School of Rehabilitation Sciences, McMaster University, Hamilton, Canada
What led you to pursue a career in cardiopulmonary rehabilitation?
When I was doing my physiotherapy degree, I had a very inspiring instructor who taught cardiopulmonary physiotherapy. Her passion was contagious. In addition, I loved being in acute care and I enjoyed the hospital environment. I felt that we could make such a difference to people’s lives. I then enrolled in a MSc degree in respiratory physiology and very much enjoyed the scientific enquiry.
This year, you received the ERS Assembly Lifetime Achievement Award. Which contributions to respiratory medicine are you most proud of?
I am most proud of the studies we have done to figure out how to maintain the effects of pulmonary rehabilitation longer. We have created different models of follow-up after completion of rehabilitation. One example is to use community centres and fitness instructors in maintenance programmes. I do not think we have the perfect answer yet, but we know that some contact with a healthcare professional is important. We also know that we can create safe community-based follow-up programmes.
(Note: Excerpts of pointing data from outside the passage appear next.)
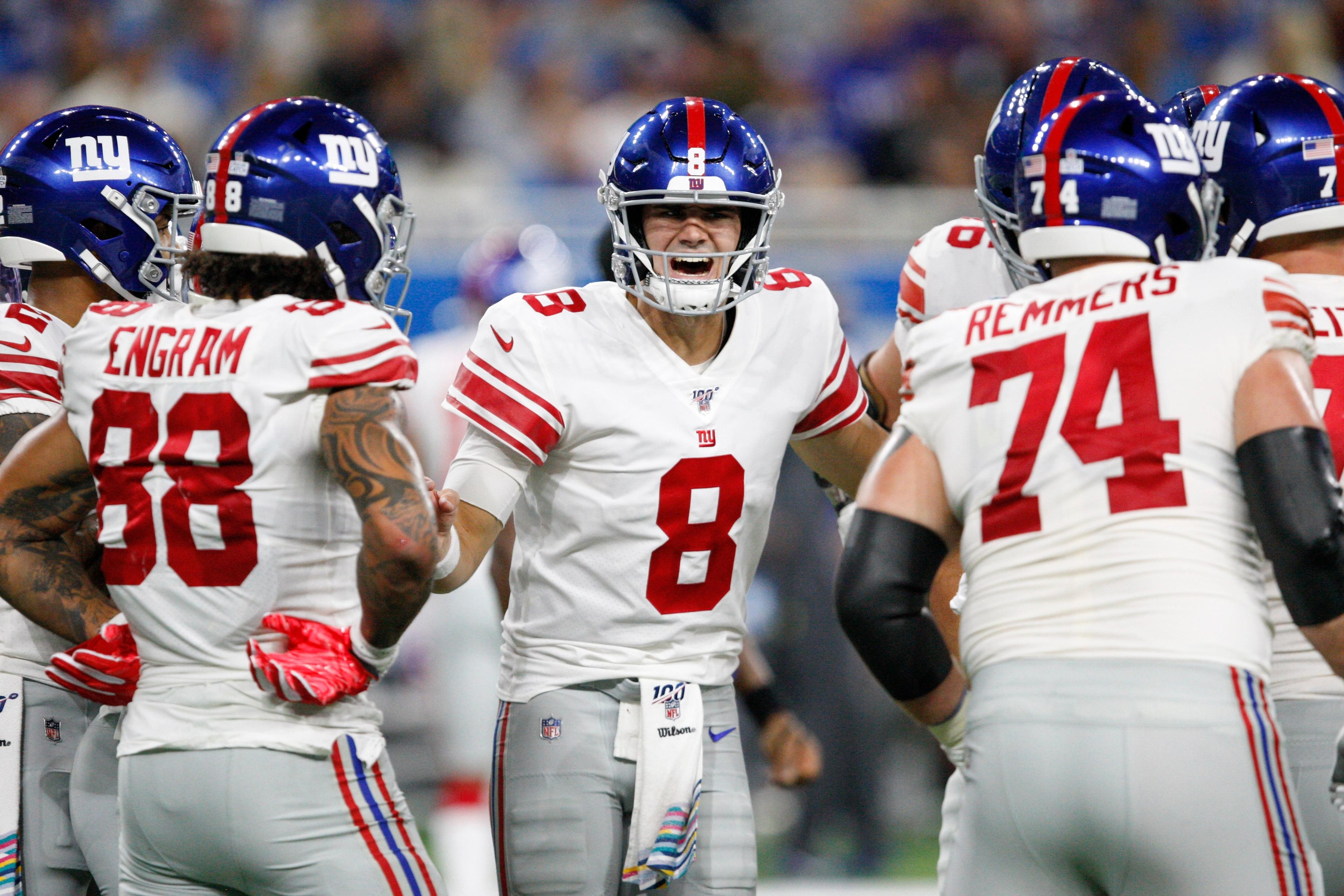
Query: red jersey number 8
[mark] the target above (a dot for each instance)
(203, 491)
(693, 570)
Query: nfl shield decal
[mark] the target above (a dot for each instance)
(670, 698)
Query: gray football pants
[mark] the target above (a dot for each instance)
(1310, 733)
(264, 822)
(561, 808)
(54, 723)
(1127, 778)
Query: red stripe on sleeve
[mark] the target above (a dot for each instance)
(43, 386)
(695, 123)
(504, 406)
(357, 357)
(834, 405)
(390, 371)
(1054, 210)
(1056, 89)
(518, 386)
(496, 432)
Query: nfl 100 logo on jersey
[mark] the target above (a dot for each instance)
(99, 158)
(350, 160)
(670, 698)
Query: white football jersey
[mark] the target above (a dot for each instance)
(30, 383)
(953, 265)
(1085, 433)
(214, 504)
(644, 516)
(1300, 672)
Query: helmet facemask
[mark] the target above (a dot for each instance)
(160, 273)
(1004, 230)
(741, 272)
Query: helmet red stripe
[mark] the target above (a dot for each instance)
(226, 155)
(695, 123)
(1054, 210)
(1332, 117)
(1056, 89)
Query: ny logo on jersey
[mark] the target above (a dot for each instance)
(86, 163)
(1175, 147)
(350, 160)
(1210, 139)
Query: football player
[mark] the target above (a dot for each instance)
(1100, 445)
(1281, 205)
(635, 429)
(97, 201)
(264, 522)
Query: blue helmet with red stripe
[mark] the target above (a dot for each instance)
(103, 187)
(1027, 101)
(695, 152)
(1273, 143)
(306, 176)
(1187, 104)
(1111, 175)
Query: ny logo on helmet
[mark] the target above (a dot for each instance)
(86, 164)
(1175, 147)
(1210, 138)
(350, 160)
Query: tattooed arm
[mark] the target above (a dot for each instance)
(46, 493)
(369, 455)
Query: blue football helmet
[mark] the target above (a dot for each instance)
(1026, 103)
(1275, 143)
(304, 176)
(691, 151)
(103, 187)
(1187, 105)
(1112, 175)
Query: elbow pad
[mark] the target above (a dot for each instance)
(882, 586)
(1295, 506)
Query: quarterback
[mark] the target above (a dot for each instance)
(635, 429)
(1101, 447)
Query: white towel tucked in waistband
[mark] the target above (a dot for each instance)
(662, 734)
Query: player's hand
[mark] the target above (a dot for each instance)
(105, 668)
(795, 755)
(318, 667)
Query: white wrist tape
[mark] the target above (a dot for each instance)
(377, 659)
(449, 561)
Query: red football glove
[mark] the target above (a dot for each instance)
(105, 668)
(319, 665)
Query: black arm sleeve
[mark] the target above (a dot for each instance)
(1295, 506)
(881, 592)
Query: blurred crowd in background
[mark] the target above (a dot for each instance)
(500, 111)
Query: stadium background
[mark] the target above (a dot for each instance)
(502, 112)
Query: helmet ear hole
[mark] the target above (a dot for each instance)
(100, 229)
(344, 233)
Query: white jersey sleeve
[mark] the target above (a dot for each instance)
(1300, 672)
(840, 399)
(502, 386)
(31, 344)
(1084, 428)
(952, 266)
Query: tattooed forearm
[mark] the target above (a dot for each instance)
(41, 574)
(368, 453)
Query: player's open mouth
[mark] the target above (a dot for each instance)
(691, 265)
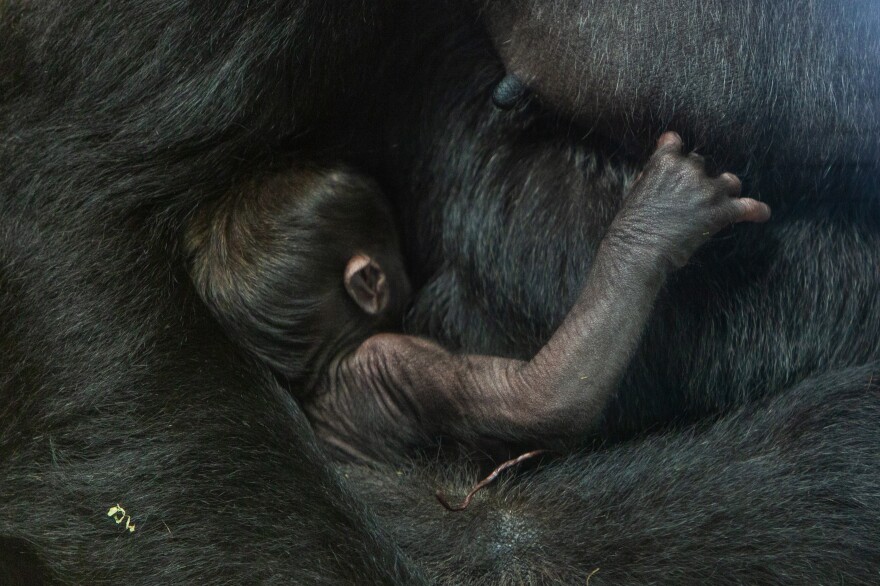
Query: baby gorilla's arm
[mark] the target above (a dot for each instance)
(396, 391)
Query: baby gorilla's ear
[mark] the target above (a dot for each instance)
(366, 283)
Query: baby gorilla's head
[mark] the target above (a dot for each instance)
(300, 266)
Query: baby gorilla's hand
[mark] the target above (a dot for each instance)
(674, 207)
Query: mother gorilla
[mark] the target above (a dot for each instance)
(744, 443)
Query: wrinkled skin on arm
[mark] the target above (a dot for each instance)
(739, 78)
(394, 390)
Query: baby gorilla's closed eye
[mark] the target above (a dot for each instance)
(303, 268)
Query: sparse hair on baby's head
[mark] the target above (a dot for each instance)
(269, 259)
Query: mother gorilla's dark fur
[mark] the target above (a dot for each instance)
(119, 119)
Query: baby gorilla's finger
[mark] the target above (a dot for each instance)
(746, 209)
(732, 184)
(669, 141)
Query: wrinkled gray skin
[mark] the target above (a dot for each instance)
(395, 389)
(761, 81)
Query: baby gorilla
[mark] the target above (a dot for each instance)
(305, 270)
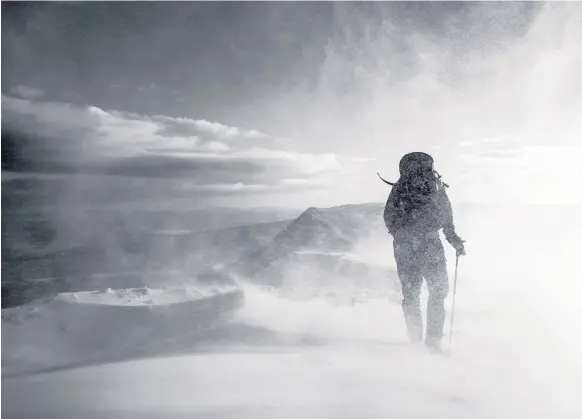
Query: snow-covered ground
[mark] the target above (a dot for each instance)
(85, 327)
(515, 350)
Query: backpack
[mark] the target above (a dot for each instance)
(416, 196)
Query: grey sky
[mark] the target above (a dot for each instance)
(294, 102)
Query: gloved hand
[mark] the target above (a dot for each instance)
(457, 243)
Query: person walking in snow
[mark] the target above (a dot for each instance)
(417, 208)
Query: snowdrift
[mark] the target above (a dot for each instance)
(98, 326)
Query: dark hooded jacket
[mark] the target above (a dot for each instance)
(418, 205)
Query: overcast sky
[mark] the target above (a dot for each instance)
(295, 104)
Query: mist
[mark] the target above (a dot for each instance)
(192, 222)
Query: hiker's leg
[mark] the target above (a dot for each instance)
(434, 270)
(411, 280)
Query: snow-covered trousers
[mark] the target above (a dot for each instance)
(417, 259)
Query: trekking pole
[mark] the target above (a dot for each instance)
(453, 309)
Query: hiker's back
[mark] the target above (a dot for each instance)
(417, 203)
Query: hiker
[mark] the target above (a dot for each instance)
(417, 208)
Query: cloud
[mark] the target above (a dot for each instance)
(27, 92)
(206, 157)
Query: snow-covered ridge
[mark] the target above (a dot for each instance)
(84, 327)
(142, 296)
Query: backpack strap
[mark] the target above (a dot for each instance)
(384, 180)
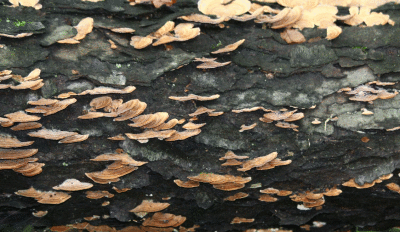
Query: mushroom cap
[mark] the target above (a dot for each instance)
(53, 198)
(238, 220)
(74, 138)
(267, 198)
(219, 179)
(231, 155)
(125, 158)
(10, 142)
(17, 153)
(293, 36)
(140, 42)
(220, 9)
(236, 196)
(229, 186)
(98, 194)
(185, 31)
(192, 126)
(51, 134)
(230, 47)
(108, 90)
(73, 185)
(100, 102)
(182, 135)
(33, 75)
(212, 64)
(164, 220)
(108, 174)
(17, 163)
(187, 184)
(258, 162)
(195, 97)
(149, 207)
(21, 116)
(84, 27)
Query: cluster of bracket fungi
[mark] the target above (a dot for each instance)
(294, 17)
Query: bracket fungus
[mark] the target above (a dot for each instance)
(194, 97)
(164, 220)
(73, 185)
(49, 197)
(148, 206)
(230, 47)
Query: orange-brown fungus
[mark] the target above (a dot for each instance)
(98, 194)
(149, 207)
(236, 196)
(164, 220)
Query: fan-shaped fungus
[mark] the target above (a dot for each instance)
(73, 185)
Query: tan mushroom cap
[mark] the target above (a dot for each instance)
(17, 153)
(258, 162)
(140, 42)
(187, 184)
(232, 162)
(182, 135)
(98, 194)
(202, 19)
(73, 185)
(167, 27)
(164, 220)
(195, 97)
(21, 116)
(123, 30)
(91, 115)
(292, 36)
(219, 179)
(185, 31)
(100, 102)
(40, 213)
(221, 8)
(236, 196)
(125, 158)
(229, 186)
(113, 107)
(43, 102)
(231, 155)
(230, 47)
(151, 134)
(84, 27)
(212, 64)
(332, 192)
(53, 198)
(164, 39)
(201, 110)
(10, 142)
(33, 75)
(238, 220)
(134, 112)
(192, 126)
(267, 198)
(168, 125)
(294, 117)
(333, 32)
(149, 207)
(31, 192)
(17, 163)
(108, 90)
(108, 174)
(74, 138)
(51, 134)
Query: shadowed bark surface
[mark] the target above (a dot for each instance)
(265, 71)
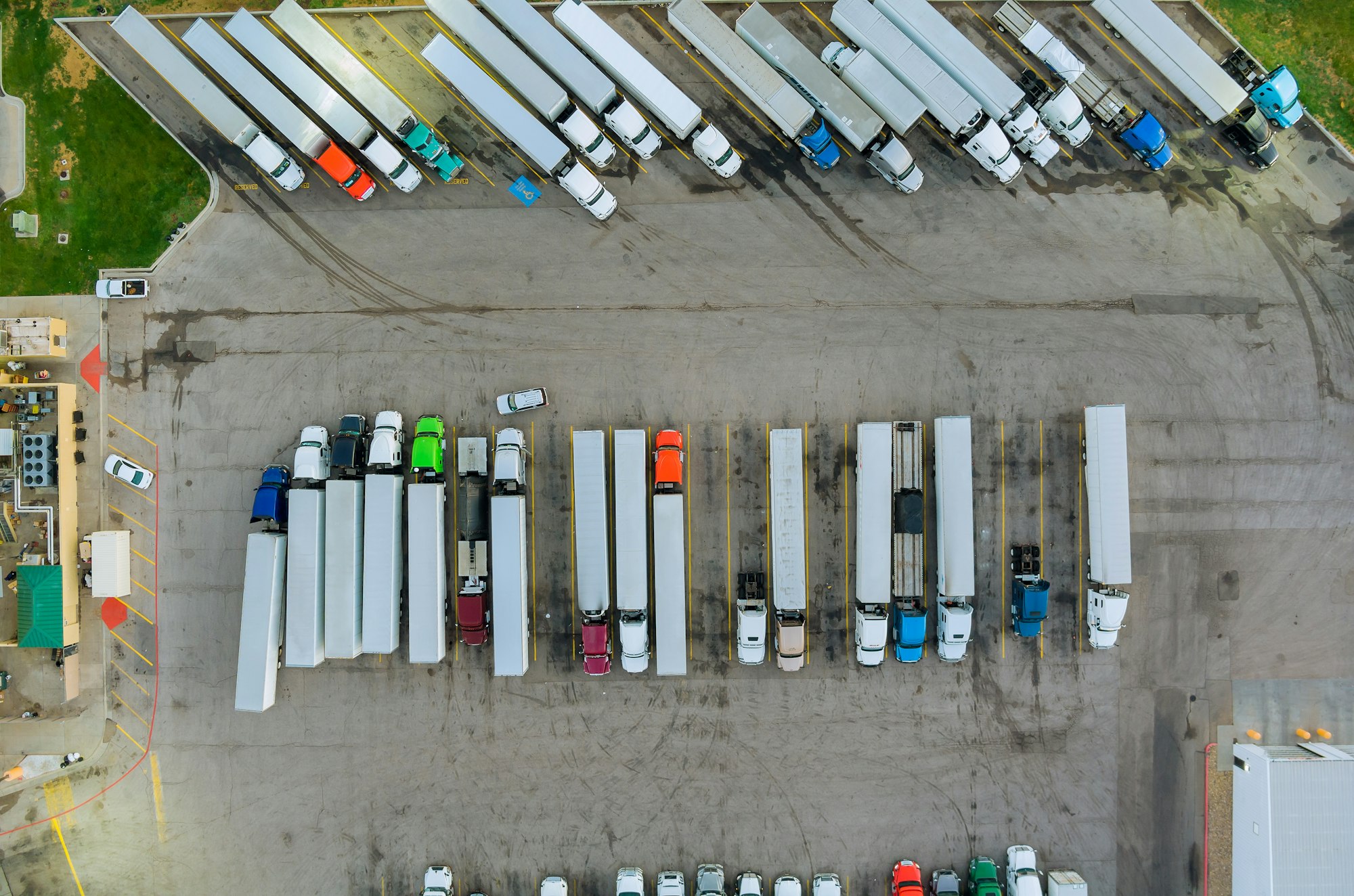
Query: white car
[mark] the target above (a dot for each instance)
(133, 474)
(312, 461)
(388, 441)
(523, 400)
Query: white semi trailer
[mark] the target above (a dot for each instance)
(1111, 561)
(527, 79)
(261, 622)
(958, 113)
(312, 90)
(843, 109)
(519, 128)
(954, 537)
(211, 101)
(648, 85)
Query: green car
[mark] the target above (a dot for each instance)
(982, 878)
(430, 442)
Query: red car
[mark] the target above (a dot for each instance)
(908, 879)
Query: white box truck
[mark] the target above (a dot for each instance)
(1111, 562)
(874, 539)
(632, 477)
(307, 579)
(427, 615)
(648, 85)
(954, 537)
(995, 91)
(789, 575)
(576, 72)
(364, 86)
(345, 507)
(508, 572)
(958, 113)
(592, 558)
(527, 79)
(383, 562)
(768, 91)
(519, 128)
(261, 622)
(312, 90)
(843, 109)
(211, 101)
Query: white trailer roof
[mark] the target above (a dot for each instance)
(515, 124)
(632, 462)
(182, 75)
(303, 81)
(494, 47)
(1107, 495)
(670, 585)
(508, 583)
(427, 572)
(255, 89)
(955, 507)
(1176, 55)
(305, 640)
(874, 512)
(740, 64)
(789, 579)
(261, 622)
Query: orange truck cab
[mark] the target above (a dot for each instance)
(668, 460)
(346, 171)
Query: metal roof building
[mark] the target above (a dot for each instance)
(1292, 818)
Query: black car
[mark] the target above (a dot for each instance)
(1254, 139)
(350, 449)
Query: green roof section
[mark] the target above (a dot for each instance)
(40, 607)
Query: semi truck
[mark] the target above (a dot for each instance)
(858, 124)
(630, 453)
(1111, 562)
(957, 113)
(874, 539)
(211, 101)
(592, 560)
(312, 90)
(909, 508)
(345, 554)
(519, 128)
(576, 72)
(789, 575)
(527, 79)
(364, 86)
(383, 562)
(1218, 90)
(261, 622)
(280, 112)
(473, 541)
(954, 537)
(305, 638)
(648, 85)
(768, 91)
(995, 91)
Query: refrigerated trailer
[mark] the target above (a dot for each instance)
(768, 91)
(211, 101)
(364, 86)
(312, 90)
(261, 622)
(954, 537)
(1111, 562)
(307, 579)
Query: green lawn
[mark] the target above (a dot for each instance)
(1314, 39)
(131, 185)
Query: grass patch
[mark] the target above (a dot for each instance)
(1314, 39)
(131, 183)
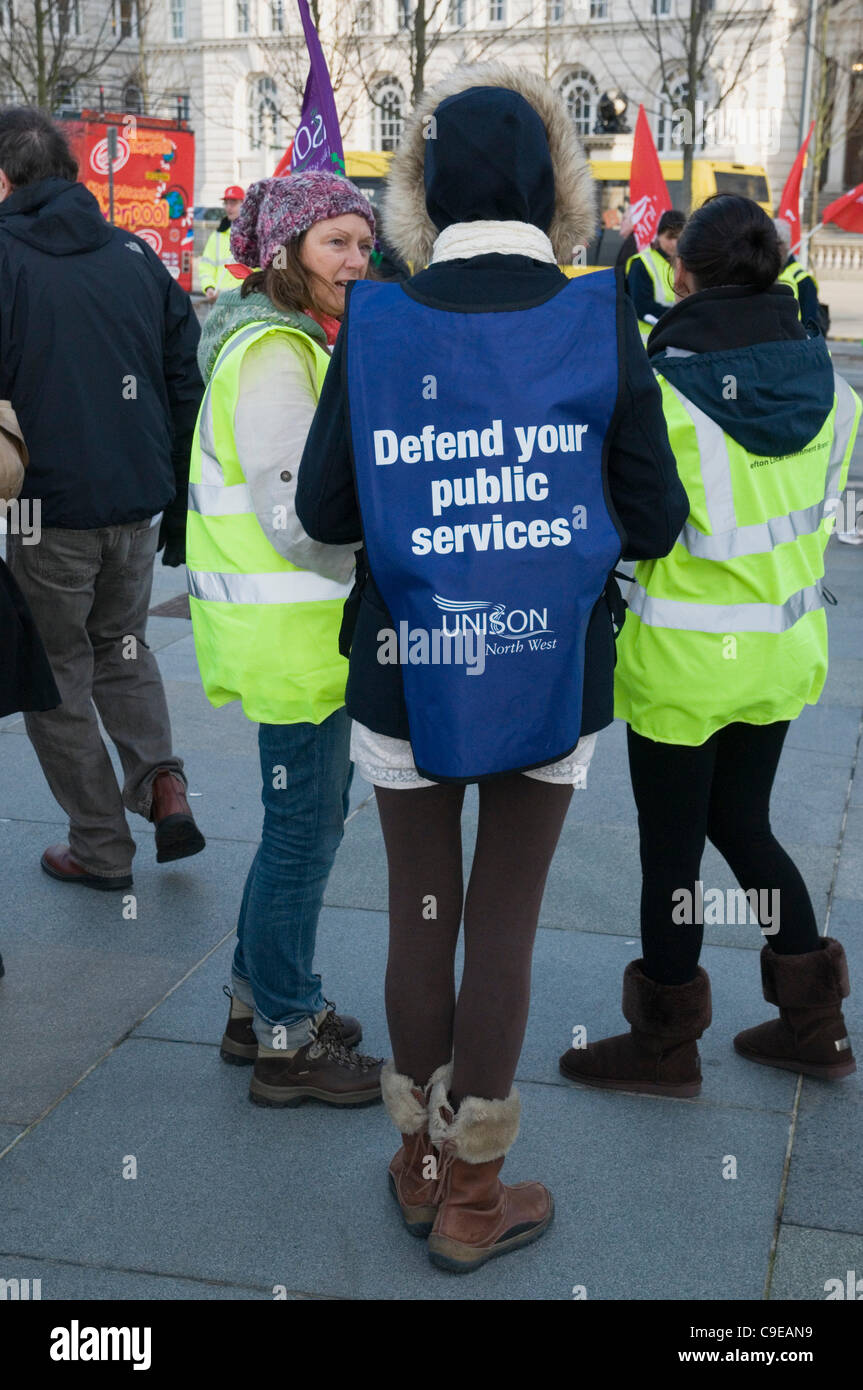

One study where we used dance to keep people with chronic obstructive pulmonary disease active after pulmonary rehabilitation showed us that the activities need to be enjoyable for the individuals.
Could you please tell us about your current research and the outcomes you hope for?
My most challenging study at this time is an international randomised controlled trial examining the effect of balance training on falls in individuals with chronic obstructive pulmonary disease. We have partners in Australia, Europe, and Canada and we are trying to recruit over 300 patients. Managing such a large trial has been challenging but exciting.
What impact is the COVID-19 pandemic having on pulmonary rehabilitation, and how do you think it will shape the future of the field?
Pulmonary rehabilitation has had to pivot to be virtual to some degree or another. Virtual pulmonary rehabilitation is a challenge as it is difficult to assess physical function and prescribe specific exercises. However, there are many advantages as it minimises the barriers related to access. The virtual rehabilitation will be great long-term, especially for those who live far from pulmonary rehabilitation centres.
What is the biggest challenge facing cardiopulmonary rehabilitation currently?
The biggest challenge is the stigma against people with lung disease. The stigma impacts funding and services that people with pulmonary disease can access.
Which ongoing developments in cardiopulmonary rehabilitation do you consider to be promising and exciting?
Exciting developments include the role of non-traditional approaches in rehabilitation. For example, I am excited about the potential of dance as a way to maintain physical activity.
Mobile and digital health are being utilised in many areas of medicine. What is your opinion on their potential in cardiopulmonary rehabilitation?
It is an area that we are studying. We are interested in the perspectives of patients and healthcare professional. Mobile and digital health will resonate with some patients but not others. The key is how to choose wisely which patients would benefit from mobile and digital health.